Nachdem der EuGH sich am 18.6.2019 (Rs. C-591/17, ZAP EN-Nr. 479/2019) bereits mit der deutschen Pkw-Maut beschäftigt hatte, und deren mögliche Einführung für europarechtswidrig erklärt hatte, stand jetzt die Lkw-Maut auf dem Prüfstand in Luxemburg (EuGH, Urt. v. 28.10.2020 – Rs. C-321/19). Geklagt hatte ein polnisches Speditionsunternehmen gegen die verantwortliche Behörde (Bundesamt für Güterverkehr, kurz: BAG). Auch diesmal stellten die EuGH-Richter fest, dass die Umsetzung durch den deutschen Gesetzgeber nicht europarechtskonform erfolgt sei. Während bestimmte Infrastrukturkosten für die Berechnung einer Maut herangezogen werden dürften, umfasst dies nicht die von der BRD mit in die deutsche Lkw-Maut eingerechneten Kosten der Verkehrspolizei. Die Lkw-Maut ist damit nach Ansicht des EuGH zu hoch.
Die Folgen sind dabei diesmal noch weitaus gravierender als bei der schließlich nicht über die Planungsphase hinausgekommenen Pkw-Maut (wenn man einmal die Rechtsstreitigkeiten zwischen dem Bund mit den vorgesehenen Betreibern außer Betracht lässt). Denn die Lkw-Maut wurde schließlich bereits seit dem Jahr 2005 für die Nutzung der bundesdeutschen Autobahnen erhoben und zu Beginn des Jahres 2019 durch den Einbezug diverser Bundesstraßen noch einmal deutlich ausgeweitet. Der Fiskus hat also über einen längeren Zeitraum zu Unrecht zu viel Maut über die von ihm hierfür beauftragte Toll Collect GmbH eingezogen.

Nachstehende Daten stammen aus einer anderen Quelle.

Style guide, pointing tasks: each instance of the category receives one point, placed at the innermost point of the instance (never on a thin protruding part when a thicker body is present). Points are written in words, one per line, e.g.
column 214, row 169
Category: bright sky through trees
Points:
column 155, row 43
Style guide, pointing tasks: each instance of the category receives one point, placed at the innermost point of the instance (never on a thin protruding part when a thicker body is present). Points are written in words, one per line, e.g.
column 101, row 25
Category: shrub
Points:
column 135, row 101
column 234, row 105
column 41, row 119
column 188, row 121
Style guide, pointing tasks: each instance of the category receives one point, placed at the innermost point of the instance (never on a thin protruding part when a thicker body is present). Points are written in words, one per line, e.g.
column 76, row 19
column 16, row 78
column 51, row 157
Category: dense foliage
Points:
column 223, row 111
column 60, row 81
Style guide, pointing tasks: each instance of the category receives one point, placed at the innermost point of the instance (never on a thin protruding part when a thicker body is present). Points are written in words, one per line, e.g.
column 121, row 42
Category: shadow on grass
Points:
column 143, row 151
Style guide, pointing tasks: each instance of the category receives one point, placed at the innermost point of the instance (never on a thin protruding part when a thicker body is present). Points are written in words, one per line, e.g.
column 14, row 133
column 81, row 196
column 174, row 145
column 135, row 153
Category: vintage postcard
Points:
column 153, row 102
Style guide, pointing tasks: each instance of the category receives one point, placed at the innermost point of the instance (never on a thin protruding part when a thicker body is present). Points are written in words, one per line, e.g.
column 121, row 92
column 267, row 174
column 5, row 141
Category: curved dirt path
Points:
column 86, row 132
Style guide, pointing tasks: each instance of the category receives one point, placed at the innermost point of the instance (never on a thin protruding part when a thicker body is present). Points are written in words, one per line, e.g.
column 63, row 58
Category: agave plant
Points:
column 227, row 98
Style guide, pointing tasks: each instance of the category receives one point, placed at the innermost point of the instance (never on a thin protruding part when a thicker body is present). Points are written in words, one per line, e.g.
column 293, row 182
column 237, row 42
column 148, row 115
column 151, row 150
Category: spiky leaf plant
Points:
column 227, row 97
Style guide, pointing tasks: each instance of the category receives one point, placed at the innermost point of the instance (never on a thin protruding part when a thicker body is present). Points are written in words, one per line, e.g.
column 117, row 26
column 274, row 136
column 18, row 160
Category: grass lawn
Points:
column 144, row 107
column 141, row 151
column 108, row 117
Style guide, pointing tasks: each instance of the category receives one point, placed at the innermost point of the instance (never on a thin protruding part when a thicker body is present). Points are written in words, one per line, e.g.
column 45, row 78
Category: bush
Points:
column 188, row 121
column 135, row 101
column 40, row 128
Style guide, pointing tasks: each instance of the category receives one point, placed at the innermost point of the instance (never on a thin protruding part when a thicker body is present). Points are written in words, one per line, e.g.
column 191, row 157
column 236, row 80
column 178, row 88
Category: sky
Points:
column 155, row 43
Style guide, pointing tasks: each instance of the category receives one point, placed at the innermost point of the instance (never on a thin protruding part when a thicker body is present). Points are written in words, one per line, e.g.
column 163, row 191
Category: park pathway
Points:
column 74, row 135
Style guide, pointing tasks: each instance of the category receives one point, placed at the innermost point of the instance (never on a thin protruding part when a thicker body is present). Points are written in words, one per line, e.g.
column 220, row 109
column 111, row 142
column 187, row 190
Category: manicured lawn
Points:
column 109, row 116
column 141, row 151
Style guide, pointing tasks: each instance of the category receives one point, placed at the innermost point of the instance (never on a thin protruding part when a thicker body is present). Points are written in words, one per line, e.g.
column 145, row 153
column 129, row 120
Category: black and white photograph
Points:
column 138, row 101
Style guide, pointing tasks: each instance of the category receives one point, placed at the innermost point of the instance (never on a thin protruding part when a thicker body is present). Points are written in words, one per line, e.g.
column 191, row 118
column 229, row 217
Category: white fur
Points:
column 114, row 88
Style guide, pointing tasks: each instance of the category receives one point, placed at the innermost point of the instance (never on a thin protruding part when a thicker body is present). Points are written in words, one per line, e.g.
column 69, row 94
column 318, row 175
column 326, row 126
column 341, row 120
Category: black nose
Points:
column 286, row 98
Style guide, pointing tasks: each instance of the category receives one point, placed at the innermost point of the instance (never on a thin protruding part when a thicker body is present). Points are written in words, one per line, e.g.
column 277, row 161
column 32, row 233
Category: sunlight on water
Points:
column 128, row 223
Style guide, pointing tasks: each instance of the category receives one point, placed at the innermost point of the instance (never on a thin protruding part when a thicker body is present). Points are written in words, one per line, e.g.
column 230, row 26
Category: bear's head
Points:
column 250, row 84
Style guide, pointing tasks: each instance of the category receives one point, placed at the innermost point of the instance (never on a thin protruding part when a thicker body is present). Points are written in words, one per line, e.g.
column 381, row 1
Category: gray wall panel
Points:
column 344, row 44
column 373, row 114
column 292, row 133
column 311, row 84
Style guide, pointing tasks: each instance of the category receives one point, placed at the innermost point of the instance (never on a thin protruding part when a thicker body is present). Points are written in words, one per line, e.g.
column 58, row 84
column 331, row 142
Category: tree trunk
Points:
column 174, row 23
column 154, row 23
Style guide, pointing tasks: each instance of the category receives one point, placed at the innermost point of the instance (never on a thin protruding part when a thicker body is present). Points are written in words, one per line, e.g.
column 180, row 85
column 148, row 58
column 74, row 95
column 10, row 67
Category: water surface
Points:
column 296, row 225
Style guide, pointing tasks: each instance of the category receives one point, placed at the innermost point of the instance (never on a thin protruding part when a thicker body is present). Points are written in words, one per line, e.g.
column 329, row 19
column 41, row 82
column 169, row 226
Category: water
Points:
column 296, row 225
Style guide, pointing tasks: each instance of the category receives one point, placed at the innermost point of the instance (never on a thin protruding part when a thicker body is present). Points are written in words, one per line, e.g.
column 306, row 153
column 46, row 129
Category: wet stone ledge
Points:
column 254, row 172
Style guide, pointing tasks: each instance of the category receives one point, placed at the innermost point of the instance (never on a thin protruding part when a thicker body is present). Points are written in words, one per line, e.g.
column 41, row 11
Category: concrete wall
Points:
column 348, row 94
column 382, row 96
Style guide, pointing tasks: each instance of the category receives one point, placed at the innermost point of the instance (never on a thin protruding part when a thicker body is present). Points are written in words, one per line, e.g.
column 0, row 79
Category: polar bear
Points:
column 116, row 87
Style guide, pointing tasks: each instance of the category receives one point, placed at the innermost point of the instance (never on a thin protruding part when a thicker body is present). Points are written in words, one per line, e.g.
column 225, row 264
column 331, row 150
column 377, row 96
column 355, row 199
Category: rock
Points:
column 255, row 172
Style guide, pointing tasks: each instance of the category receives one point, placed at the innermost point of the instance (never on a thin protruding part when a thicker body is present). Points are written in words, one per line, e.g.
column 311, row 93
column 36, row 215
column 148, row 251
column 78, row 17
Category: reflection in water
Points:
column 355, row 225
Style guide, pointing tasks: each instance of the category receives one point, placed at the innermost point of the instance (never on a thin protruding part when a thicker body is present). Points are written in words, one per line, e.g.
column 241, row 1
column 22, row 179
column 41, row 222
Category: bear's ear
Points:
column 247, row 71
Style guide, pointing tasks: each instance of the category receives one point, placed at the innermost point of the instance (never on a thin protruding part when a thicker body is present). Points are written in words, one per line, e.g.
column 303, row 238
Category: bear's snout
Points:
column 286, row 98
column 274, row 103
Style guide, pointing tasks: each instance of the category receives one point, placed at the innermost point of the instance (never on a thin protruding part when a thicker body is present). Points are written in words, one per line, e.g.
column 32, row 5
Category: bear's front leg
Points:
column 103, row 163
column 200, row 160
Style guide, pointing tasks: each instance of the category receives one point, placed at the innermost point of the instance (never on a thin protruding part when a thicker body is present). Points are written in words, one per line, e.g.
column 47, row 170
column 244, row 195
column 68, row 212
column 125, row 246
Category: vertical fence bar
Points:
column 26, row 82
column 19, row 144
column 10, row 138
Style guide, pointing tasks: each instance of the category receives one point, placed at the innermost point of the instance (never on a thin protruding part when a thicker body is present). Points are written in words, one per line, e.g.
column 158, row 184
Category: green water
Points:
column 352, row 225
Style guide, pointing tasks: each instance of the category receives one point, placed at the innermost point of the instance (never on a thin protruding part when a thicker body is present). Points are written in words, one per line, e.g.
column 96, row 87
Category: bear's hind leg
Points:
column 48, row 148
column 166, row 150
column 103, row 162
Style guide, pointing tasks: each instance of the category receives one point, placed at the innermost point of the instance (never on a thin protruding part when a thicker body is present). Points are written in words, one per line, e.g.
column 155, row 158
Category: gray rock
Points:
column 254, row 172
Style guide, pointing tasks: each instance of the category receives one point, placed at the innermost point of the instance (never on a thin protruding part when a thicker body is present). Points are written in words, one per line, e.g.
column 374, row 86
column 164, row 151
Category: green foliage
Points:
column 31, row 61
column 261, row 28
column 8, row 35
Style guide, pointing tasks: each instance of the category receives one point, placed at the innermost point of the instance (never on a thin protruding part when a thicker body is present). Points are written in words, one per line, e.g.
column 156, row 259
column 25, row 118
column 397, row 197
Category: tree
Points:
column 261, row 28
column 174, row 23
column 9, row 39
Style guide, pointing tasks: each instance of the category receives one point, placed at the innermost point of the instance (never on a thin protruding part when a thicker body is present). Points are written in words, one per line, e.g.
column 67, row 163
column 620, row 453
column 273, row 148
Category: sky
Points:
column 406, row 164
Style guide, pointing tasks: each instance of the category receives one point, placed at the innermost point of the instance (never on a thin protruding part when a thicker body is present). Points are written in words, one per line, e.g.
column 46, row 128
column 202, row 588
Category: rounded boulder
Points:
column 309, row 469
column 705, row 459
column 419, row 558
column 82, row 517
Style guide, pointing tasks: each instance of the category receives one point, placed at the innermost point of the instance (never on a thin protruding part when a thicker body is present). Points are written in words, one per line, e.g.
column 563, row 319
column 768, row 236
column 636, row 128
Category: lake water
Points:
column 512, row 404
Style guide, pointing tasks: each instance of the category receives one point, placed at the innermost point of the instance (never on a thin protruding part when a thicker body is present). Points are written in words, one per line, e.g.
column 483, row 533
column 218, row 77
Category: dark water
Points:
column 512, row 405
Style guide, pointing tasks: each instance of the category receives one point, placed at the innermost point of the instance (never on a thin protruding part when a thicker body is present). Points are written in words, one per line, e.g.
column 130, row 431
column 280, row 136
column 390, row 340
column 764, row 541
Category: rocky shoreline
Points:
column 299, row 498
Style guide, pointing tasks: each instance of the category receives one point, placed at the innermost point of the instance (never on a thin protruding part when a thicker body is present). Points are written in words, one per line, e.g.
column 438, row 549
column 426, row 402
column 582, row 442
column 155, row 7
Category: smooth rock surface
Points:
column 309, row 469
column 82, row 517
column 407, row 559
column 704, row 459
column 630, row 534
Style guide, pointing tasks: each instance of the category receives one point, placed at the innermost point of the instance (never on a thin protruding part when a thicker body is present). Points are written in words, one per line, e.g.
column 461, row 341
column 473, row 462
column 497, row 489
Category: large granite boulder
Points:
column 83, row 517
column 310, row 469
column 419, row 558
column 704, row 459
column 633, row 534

Dementsprechend stressig gestaltete sich ausnahmsweise das Jahresende 2020 für Transport- und Speditionsrechtler. Während es ein Jahresendgeschäft in Form drohender Forderungsverjährungen zum 31. Dezember in diesem Bereich normalerweise nicht gibt – die Verjährung im Transportrecht unterliegt vielmehr eigenen Regelungen, welche normalerweise zu einer "taggenauen" Verjährung führen (vgl. beispielsweise § 439 Abs. 1 HGB) – drohten zunächst etwaige Erstattungsansprüche gegenüber dem BAG entsprechend der Regelverjährung der §§ 195, 199 BGB für das Jahr 2017 zum Jahresende zu verjähren. Gut, dass kein Urlaub vor oder zwischen den Tagen geplant gewesen ist.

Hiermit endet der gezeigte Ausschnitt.